Mutant SF3B1 MDS patient cells display phenotypes observed in K562/SF3B1 mutant cells and MAP3K7 KD cells. (A) Western blot analysis showing MAP3K7 and p-p38 MAPK expression in MDS BM mononuclear cells from five patients with WT and five patients with K700E SF3B1 mutation. (Right) Bar graphs quantifying the results of western blots and P values from t tests are shown. (B) Representative FACS plots showing the erythroblast profiles of primary BM cells from SF3B1 K700E MDS patients and normal healthy individual. The isolated CD45⁻ BM cells were stained with three erythroid markers: GPA, Integrin α-4, and band 3. FACS plot of Integrin α-4 vs. band 3 on GPA⁺ BM cells. Erythroblast stages are depicted and labeled. Bar graphs, quantifying the percentage of nucleated erythroblasts in each stage as a total of 100%, are shown as well as proerythroblast (Pro)-normalized percent erythroid cells for comparison. Three SF3B1 K700E MDS patients and three normal healthy individuals were profiled.
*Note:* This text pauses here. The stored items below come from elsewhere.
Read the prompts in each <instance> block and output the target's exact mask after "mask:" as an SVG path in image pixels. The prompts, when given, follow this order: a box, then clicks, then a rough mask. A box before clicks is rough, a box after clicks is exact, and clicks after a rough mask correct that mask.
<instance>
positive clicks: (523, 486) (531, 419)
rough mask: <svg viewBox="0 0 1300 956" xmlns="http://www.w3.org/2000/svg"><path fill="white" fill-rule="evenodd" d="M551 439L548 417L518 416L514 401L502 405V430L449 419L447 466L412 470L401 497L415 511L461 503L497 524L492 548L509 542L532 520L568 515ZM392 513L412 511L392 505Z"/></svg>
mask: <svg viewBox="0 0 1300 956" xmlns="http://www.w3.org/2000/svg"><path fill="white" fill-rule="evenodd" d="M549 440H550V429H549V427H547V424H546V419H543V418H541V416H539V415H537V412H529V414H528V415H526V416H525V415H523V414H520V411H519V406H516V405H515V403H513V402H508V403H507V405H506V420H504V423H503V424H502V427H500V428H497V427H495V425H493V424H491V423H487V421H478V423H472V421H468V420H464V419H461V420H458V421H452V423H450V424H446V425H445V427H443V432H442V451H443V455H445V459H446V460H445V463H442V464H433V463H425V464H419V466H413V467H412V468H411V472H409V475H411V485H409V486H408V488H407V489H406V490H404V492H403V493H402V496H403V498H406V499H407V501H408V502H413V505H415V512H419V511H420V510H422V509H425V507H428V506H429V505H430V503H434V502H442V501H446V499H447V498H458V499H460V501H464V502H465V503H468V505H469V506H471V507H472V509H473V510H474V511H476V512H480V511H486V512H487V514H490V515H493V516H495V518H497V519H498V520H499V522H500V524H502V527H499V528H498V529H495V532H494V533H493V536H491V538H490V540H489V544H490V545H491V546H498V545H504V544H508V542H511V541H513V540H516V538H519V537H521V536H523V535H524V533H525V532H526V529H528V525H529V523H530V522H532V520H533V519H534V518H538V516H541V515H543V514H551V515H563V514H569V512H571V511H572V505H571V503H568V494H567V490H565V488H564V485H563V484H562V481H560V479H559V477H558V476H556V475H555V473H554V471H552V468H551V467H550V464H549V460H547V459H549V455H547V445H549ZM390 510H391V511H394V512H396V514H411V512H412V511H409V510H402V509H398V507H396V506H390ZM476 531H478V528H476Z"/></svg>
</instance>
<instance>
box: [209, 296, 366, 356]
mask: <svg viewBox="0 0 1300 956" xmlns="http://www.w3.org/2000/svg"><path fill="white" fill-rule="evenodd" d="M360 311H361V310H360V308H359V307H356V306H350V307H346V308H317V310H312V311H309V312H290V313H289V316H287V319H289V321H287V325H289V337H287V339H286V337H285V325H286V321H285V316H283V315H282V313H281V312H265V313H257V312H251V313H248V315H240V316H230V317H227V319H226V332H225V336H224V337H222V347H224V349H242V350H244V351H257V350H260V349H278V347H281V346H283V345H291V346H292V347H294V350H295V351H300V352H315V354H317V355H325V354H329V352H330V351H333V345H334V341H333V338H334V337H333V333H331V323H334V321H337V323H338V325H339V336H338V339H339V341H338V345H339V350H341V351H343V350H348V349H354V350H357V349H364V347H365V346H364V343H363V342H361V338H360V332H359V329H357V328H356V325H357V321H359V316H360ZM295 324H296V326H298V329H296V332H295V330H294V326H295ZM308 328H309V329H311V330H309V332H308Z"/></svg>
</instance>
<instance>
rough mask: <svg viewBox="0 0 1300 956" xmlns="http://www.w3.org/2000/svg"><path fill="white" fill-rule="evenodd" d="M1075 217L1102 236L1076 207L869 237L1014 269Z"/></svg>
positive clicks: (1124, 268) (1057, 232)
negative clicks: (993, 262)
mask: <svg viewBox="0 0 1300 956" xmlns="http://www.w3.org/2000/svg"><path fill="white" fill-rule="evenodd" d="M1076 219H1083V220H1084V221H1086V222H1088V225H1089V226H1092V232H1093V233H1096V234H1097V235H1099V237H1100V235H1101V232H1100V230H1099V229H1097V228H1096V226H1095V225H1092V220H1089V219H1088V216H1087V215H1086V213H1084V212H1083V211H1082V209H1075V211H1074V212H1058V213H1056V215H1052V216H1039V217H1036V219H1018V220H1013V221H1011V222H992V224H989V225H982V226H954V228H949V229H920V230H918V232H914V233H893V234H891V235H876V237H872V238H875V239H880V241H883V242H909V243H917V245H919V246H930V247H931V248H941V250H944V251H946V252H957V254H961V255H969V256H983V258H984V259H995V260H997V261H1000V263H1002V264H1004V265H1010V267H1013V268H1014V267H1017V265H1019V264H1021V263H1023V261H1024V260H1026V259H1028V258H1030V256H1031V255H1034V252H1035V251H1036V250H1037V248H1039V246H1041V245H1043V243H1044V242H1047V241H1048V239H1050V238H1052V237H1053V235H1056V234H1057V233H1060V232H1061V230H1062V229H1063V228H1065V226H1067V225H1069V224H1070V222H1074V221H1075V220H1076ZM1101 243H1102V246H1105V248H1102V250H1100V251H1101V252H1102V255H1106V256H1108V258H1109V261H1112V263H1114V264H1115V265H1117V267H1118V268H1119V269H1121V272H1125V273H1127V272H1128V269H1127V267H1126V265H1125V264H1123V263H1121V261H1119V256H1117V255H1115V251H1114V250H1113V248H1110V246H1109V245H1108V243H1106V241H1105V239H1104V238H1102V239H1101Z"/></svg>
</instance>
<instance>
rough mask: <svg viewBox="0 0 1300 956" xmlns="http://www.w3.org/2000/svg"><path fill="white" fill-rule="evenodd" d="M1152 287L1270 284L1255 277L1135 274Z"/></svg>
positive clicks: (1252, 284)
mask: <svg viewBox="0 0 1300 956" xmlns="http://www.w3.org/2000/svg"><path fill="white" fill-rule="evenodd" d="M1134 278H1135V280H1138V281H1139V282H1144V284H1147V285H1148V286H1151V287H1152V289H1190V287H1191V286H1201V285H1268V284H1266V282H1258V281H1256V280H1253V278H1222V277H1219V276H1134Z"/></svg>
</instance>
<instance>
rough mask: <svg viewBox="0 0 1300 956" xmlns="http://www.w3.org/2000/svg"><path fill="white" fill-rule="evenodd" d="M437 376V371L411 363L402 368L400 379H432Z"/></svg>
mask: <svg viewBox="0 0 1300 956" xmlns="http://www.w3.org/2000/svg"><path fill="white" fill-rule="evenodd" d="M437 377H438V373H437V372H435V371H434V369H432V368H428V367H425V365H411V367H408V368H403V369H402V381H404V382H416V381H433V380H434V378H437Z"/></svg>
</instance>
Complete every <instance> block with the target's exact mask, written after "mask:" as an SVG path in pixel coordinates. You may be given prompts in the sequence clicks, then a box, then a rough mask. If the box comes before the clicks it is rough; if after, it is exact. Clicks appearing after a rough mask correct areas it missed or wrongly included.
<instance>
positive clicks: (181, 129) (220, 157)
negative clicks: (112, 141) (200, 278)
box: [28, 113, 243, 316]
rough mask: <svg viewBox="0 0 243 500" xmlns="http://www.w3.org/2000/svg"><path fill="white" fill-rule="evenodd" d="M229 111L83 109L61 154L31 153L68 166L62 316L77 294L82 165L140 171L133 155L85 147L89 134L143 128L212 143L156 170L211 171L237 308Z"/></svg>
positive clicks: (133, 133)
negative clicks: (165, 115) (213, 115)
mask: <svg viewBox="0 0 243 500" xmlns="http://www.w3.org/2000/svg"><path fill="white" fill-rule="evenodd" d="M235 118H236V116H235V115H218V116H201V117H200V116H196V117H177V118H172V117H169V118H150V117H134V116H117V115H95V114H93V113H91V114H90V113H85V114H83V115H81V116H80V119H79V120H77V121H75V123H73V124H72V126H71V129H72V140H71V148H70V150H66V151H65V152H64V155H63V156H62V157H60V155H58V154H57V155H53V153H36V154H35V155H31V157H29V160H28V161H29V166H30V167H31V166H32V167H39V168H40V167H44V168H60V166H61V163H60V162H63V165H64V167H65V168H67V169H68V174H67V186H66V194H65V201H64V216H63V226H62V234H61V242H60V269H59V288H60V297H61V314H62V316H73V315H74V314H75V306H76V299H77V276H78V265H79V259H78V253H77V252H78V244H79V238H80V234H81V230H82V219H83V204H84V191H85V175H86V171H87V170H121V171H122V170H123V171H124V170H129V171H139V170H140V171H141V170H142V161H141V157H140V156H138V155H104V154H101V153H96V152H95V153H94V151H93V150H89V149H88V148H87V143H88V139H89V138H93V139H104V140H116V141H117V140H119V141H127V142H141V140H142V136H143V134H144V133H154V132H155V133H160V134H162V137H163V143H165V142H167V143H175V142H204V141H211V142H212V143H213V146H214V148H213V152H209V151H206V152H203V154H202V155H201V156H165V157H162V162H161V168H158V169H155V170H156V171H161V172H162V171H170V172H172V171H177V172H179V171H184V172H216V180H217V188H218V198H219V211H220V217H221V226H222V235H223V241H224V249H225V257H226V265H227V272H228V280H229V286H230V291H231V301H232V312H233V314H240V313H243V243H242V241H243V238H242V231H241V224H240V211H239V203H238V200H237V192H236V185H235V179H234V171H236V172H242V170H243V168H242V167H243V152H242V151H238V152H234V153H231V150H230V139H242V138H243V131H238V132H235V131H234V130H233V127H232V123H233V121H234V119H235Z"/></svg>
EB, early basophilic erythroblasts; LB, late basophilic erythroblasts; Ortho, orthochromatic erythroblasts; Poly, polychromatic erythroblasts; Pro, proethroblasts. (C) Representative FACS analysis of erythroblast cell death via AnnexinV vs. band 3 from (B) Bar graph quantifies the percentage of late-stage erythroblast cell death (AnnexinV⁺Band3⁺).

Fig. 7.

A model for how SF3B1 mutations cause anemia. SF3B1 K700E, and other hotspot mutations induce an error in splicing of MAP3K7 transcripts, resulting in reduced levels of MAP3K7. This leads to a reduction of inactivated, phosphorylated p38MAPK (p-p38), which in turn affects downstream potential targets, such as MAPKAPK2 (MK2), HSP27, and HSP70. Ultimately, this causes faster and greater down-regulation of GATA1, resulting in accelerated differentiation and erythroid cell death, thereby explaining the anemia that characterizes MDS patients harboring SF3B1 mutations.